L’autore de Le Otto Montagne (Einaudi) - oltre un milione di copie vendute e tradotto in più di 40 lingue - racconta in esclusiva al FQMagazine l’entusiasmo nell’aver tradotto la graphic novel Parete Nord di Jean-Marc Rochette (L’Ippocampo); il suo nuovo libro che uscirà ad ottobre 2021; e il film con Luca Marinelli e Alessandro Borghi che stanno girando vicino alla baita dove vive tratto dal suo romanzo: “Solo Bud Spencer e Terence Hill potevano essere una coppia migliore”

di Madron e Turrini

“Dov’è Lucky?”. Per un attimo Paolo Cognetti perde il suo cane tra i tavoli, al chiuso, del rifugio Pranzo di Babette, ad Estoul in Valle d’Aosta. L’autore de Le Otto montagne è reclamato da tutti. Barbara, la proprietaria del rifugio, che l’ha accolto in cucina a lavorare tanti anni fa, quando Cognetti si ritirò da Milano nella sua baita alpina, e lo Strega era ancora un amaro dolciastro giallo paglierino, se lo abbraccia e se lo coccola come fosse un figlio. Un gruppo di ragazzi e ragazze bergamasche, che organizza un festival, pende dalle sue labbra e nella loro tavolata gli lasciano un ampio spazio immaginario tra le sedie per averlo sempre un attimo in più tra loro a scambiare quattro chiacchiere. Irrequieto, pensieroso, lo sguardo che spesso attraversa le finestre del rifugio come fossero invisibili, Cognetti per una volta ha dismesso i panni del romanziere (anche se il nuovo libro è già pronto per ottobre 2021) e si è dedicato a scrivere una prefazione ad una graphic novel francese. Un gioiello editoriale di rara bellezza.
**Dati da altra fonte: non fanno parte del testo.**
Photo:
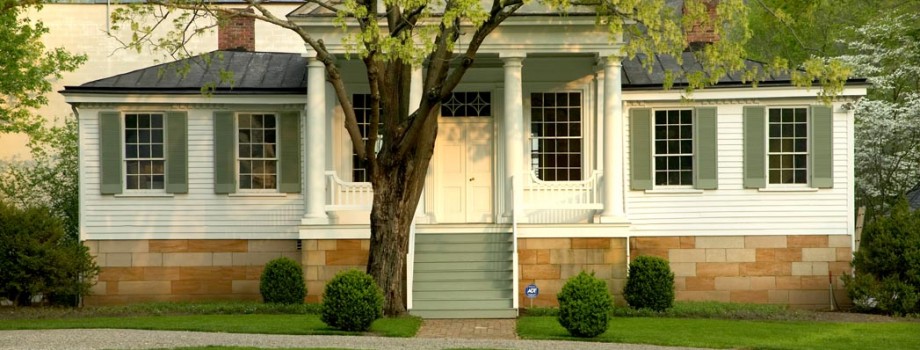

Quel Parete Nord di Jean Marc Rochette, librone edito da L’Ippocampo. Fenomenale, doloroso, inquieto racconto autobiografico di formazione anni settanta ottanta, grondante picchi rocciosi degli Ecrins – Rochette è di Grenoble -, scalate alpinistiche tra coppie di ragazzi tardo adolescenti o appena adulti, profondi crepacci di morte, panoramiche a 360 gradi sul senso della vita, e quella parete irraggiungibile sfida e sogno della scalata impossibile. “La mia Parete Nord è il Mont Nery”, ci racconta Cognetti girandosi verso Sud e osservando una cima che si intravede a malapena. “Ora il cielo è coperto, e succede abbastanza spesso, ma è la montagna che vedo da casa ogni giorno quando mi sveglio. 3070 metri d’altitudine con piccolo ghiacciaio in cima e la neve che si scioglie del tutto a fine agosto. È una montagna lunga, non tanto difficile, ma bisogna camminare parecchio per arrivarci. Si scende e si risale per più di 1500 metri di dislivello. Sono arrivato in cima un paio di volte e lassù trovi la classica cassettina di vetta dove la gente lascia i messaggi. Ho visto che ci passano dieci persone ogni estate. In giornata è difficile completare il percorso. Bisogna bivaccare a metà. Magari mi porto un sacco a pelo o dormo dentro un rudere. Di solito faccio così”.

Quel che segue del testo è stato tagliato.